Lust, Caution (Se Jie) d’Ang Lee (2007)


Récompensé par un Lion d’or à Venise, Lust, Caution symbolise l’incroyable surestimation dont fait l’objet le cinéaste taïwannais Ang Lee. De retour en Chine – ou il n’avait plus tourné depuis Tigre et dragon – Ang Lee adapte une nouvelle d’Eileen Chang pour une grande fresque érotico-politique qui, malheureusement, rappelle trop l’extraordinaire Black Book de Paul Verhoeven, pour que l’on s’extasie ici. Soyons clair quand même, Lust, Caution est un excellent film, et une oeuvre audacieuse qui plus est. Mais s’il est transgressif sur un point peu banal en Chine, il n’arrive jamais à soutenir la comparaison avec le film de Verhoeven.

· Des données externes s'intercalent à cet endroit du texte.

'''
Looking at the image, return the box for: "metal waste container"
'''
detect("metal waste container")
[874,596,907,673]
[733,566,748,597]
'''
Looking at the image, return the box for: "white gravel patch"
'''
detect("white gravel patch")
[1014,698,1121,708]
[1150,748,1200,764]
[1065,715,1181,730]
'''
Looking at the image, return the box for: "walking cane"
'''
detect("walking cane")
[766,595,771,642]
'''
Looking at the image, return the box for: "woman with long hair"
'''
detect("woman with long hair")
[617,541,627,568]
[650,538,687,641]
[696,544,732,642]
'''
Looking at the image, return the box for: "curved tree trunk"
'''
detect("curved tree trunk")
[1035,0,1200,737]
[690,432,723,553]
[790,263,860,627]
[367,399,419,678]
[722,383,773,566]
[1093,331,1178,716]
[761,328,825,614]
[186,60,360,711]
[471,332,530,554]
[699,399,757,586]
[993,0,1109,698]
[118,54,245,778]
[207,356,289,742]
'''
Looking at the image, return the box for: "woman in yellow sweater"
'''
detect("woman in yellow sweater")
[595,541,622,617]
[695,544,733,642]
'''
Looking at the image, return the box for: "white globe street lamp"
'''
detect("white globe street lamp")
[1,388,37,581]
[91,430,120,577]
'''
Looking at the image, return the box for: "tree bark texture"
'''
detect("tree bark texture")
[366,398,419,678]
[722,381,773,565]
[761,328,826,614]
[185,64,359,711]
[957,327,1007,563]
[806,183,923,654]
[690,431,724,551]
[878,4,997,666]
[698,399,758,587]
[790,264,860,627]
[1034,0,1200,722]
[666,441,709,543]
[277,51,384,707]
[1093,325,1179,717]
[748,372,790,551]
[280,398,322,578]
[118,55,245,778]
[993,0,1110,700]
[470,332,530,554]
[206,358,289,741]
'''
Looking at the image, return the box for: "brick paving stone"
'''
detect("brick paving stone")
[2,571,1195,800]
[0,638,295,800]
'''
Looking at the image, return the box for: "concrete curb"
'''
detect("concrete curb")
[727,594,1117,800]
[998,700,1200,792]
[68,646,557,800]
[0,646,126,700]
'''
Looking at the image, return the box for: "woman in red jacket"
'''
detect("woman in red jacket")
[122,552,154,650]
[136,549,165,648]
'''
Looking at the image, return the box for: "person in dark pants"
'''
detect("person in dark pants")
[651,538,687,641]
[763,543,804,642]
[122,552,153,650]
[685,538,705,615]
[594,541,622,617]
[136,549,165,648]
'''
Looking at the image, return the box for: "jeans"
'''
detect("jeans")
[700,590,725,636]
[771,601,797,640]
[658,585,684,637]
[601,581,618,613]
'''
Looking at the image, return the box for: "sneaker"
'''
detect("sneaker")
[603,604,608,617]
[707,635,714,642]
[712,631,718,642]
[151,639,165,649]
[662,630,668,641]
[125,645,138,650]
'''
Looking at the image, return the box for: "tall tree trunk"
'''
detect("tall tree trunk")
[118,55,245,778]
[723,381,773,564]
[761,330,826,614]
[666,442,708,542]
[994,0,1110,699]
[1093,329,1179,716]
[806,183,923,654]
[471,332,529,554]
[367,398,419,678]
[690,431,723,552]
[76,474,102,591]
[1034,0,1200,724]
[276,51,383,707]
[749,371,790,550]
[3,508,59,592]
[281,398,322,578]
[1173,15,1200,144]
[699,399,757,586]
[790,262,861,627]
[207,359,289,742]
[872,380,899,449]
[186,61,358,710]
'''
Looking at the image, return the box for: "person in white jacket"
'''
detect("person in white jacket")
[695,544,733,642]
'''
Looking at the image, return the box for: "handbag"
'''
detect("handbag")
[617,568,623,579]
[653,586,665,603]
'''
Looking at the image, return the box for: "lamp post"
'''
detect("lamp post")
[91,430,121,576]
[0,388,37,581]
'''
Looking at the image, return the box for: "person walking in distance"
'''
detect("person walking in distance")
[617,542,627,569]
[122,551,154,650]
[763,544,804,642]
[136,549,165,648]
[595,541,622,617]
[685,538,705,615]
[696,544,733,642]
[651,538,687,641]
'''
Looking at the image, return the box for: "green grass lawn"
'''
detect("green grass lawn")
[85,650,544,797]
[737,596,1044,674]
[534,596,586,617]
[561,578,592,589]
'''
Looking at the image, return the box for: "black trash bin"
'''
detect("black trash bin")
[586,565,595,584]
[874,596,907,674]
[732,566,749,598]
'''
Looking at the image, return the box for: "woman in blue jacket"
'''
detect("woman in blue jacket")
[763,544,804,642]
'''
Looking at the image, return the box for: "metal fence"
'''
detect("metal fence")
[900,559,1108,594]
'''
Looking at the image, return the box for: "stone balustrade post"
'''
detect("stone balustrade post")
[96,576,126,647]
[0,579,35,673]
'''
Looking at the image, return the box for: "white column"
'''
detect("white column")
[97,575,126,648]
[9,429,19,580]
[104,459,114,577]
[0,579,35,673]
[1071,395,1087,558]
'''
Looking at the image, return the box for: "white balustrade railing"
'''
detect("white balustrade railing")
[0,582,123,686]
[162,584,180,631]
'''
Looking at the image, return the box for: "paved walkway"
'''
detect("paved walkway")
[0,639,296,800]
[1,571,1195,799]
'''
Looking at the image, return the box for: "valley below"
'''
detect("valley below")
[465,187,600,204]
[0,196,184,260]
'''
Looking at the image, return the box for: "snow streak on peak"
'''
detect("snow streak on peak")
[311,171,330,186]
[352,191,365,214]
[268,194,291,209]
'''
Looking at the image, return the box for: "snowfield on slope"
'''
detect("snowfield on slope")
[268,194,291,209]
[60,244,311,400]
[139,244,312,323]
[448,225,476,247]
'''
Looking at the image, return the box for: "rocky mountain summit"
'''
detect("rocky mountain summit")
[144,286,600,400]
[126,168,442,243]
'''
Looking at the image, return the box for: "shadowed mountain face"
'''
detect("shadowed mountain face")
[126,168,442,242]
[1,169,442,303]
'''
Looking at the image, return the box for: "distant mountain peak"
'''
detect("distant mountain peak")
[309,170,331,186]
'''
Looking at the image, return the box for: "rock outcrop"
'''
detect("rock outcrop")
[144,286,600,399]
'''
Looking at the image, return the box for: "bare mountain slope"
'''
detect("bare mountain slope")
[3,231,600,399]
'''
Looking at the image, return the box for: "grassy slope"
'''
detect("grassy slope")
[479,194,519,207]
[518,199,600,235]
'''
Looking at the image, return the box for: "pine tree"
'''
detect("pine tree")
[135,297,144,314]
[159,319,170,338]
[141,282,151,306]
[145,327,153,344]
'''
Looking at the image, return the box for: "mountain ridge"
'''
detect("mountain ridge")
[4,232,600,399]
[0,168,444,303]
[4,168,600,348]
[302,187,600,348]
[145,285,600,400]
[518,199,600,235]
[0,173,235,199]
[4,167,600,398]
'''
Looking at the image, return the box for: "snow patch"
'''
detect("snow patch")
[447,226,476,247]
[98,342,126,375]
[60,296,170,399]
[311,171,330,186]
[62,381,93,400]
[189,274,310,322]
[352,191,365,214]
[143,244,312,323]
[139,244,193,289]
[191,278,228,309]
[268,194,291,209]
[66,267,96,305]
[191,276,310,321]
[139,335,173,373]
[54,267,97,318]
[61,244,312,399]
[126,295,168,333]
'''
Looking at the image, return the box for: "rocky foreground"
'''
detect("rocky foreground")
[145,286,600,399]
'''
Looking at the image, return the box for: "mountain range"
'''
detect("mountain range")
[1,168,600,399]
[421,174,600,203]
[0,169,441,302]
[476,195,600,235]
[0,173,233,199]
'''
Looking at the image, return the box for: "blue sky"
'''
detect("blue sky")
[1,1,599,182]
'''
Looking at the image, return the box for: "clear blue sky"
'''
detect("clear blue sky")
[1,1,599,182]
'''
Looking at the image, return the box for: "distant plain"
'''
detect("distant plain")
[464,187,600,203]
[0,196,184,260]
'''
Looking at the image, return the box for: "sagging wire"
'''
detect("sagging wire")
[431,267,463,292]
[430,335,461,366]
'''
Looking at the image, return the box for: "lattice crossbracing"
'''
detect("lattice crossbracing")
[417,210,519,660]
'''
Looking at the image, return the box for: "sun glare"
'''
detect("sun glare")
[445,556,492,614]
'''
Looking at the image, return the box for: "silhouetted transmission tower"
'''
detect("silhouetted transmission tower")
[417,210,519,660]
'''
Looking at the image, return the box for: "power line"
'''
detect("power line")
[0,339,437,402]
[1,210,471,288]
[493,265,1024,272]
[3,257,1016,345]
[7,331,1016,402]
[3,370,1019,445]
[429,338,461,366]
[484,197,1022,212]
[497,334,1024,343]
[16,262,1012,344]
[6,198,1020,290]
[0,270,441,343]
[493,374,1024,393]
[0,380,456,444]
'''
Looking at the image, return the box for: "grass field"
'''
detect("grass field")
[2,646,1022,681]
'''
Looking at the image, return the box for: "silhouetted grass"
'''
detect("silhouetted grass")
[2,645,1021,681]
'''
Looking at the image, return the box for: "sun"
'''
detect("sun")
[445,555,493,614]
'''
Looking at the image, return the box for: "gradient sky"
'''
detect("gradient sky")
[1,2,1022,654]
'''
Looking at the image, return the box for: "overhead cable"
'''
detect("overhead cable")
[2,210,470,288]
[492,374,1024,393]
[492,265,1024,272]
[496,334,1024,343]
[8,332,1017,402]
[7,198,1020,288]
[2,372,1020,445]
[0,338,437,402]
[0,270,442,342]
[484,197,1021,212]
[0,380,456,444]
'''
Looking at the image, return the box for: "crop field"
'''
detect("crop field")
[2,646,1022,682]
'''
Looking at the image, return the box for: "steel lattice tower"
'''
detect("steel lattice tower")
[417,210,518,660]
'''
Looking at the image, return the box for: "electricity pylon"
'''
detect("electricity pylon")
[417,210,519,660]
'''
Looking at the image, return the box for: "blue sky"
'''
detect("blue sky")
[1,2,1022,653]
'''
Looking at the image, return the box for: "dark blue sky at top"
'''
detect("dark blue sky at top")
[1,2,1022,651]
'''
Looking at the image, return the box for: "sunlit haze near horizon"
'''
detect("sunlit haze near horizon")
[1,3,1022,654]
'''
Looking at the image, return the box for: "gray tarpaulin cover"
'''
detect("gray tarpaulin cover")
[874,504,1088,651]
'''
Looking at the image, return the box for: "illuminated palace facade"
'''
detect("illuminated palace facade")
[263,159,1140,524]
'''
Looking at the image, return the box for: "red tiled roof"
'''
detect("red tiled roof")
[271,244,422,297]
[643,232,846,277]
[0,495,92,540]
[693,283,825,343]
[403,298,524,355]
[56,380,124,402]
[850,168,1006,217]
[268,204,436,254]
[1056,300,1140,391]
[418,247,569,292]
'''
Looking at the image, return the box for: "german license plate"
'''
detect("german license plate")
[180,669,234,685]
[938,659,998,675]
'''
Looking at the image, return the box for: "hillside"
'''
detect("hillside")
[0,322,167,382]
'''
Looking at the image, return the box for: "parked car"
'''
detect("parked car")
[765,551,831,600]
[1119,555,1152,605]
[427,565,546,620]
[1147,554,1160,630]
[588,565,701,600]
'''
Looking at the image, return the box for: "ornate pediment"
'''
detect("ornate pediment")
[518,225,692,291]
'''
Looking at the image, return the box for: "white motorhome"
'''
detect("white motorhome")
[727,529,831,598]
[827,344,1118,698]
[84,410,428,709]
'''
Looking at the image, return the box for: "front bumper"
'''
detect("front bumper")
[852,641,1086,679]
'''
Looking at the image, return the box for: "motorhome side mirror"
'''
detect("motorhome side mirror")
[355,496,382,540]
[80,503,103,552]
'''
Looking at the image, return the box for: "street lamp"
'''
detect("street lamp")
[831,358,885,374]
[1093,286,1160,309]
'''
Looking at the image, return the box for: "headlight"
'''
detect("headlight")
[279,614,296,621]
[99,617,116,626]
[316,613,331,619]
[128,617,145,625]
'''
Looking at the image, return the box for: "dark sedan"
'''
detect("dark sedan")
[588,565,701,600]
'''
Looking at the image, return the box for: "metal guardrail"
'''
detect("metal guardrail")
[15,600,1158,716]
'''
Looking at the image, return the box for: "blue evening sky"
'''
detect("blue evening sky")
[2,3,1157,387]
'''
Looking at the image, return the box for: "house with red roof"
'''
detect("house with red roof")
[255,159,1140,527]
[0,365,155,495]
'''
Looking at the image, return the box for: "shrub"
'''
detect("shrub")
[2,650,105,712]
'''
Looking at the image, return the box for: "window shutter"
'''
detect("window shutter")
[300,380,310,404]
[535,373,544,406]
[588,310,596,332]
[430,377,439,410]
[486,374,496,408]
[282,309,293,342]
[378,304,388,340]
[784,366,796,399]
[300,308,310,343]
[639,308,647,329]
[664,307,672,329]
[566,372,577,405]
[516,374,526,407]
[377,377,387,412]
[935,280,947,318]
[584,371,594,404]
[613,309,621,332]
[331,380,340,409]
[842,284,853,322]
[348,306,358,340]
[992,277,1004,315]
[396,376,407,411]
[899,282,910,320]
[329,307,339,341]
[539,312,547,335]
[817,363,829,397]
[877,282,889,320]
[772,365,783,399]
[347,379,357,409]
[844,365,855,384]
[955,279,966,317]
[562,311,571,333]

Les deux films racontent l’histoire d’une résistante qui tombe dans les bras du chef ennemi pour mieux le toucher au coeur, le trahir et l’éliminer. Ici, pendant la Seconde Guerre mondiale dans un Shanghaï sous occupation japonaise, la jeune étudiante et militante Wong Chia-Chi (Tang Wei, incroyable pour ce qui est sa première apparition au cinéma) séduit Mr Lee, le chef de la collaboration chinoise avec le Japon impérial (Tony Leung, égale à lui-même).

Lust, Caution est un film beaucoup plus romanesque que celui de Verhoeven et qui se concentre sur la seule relation charnelle entre les deux personnages principaux quand Verhoeven donnait à son film un véritable contenu humaniste, autant désenchanté que lucide. Ang Lee s’autorise néanmoins quelques chose de troublant qui impressionne dans le contexte d’une Chine totalement fermée à l’idée même de représentation sexuelle. Lust, Caution tire ainsi sa singularité d’un dernier-tiers totalement axé sur l’aspect charnel de la relation entre Mr Lee et Wong Chia-Chi. Ces scènes sont même très explicites, sans doublure, et celà est d’autant plus troublant dès lors qu’il s’agit du monstre sacré Tony Leung (In the mood for love).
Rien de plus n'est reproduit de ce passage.